Thursday, July 02, 2009

Roadblogging: Seattle, Again

I spent the last 20 minutes wrangling with a post of photos and captions that did not want to line up properly. And finally said fuck it and deleted the whole thing. Instead of photos, words.

This is probably the last epic road trip I will make with my son for a long time, and certainly the last one of this nature, when he's still a kid--an almost-17 kid, but kid nonetheless--and there are a few vestiges yet of him looking to me to show the way. After two weeks and the long drive home looming in just a few days, we have simultaneously been gone forever and only just left.

Planning this trip I thought it would be mostly camping and fishing, with college visits the official excuse for taking three weeks of vacation to traipse across the Pacific Northwest. It hasn't quite turned out that way, with far more hotels and sushi bars than tents and wriggling silver fins and scales on the end of a line, but that's okay. He's not the dirt-rolled camping critter he was when he was five, and my aching shoulder is probably better off for having spent more nights on a bed than on a Thermarest. We never had much luck catching fish anyway, and our tortillas got soaked, so...
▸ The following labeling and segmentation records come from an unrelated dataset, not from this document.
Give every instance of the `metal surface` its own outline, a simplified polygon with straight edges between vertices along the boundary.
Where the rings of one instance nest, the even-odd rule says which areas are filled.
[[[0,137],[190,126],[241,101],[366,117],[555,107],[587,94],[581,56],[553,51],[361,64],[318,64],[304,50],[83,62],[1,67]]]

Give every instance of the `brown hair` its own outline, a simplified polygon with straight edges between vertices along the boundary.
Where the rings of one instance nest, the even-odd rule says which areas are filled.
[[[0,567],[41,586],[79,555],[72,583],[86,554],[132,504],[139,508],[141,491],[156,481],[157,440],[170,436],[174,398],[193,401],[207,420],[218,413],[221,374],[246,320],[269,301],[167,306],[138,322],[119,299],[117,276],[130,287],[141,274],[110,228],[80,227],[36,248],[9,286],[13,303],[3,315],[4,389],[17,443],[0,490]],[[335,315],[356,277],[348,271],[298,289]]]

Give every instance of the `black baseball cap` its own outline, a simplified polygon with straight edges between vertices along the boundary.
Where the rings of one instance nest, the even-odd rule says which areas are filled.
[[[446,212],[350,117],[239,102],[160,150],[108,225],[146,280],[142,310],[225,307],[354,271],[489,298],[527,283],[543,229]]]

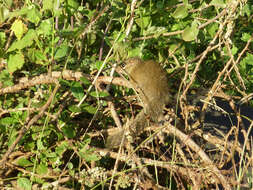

So we drive from city to city, mostly me behind the wheel but sometimes him as I clutch the armrest and try to keep my voice modulated. We take scenic routes when we come across them, the slow meander through the redwoods and the waterfalls of the Columbia River Gorge making up for the scuttled plans of camping on the Oregon coast, his unmasked wonder at the giant trees and quiet, impossibly green moss-draped rocks and rushing streams bringing me a deep satisfaction and pride. I am glad he has seen these things and found them beautiful. I am glad it was with me. Even though the larger waterfalls themselves were crowded with other tourists, we somehow managed to be the only car on the roads between them, allowing a slow, solitary exploration unintruded by other people.

He plucks a long strand of grass from the rock and pokes it into my ear as we walk up the trail and says nature fight! and grins.

Magic moments are hard to come by. I'll take these.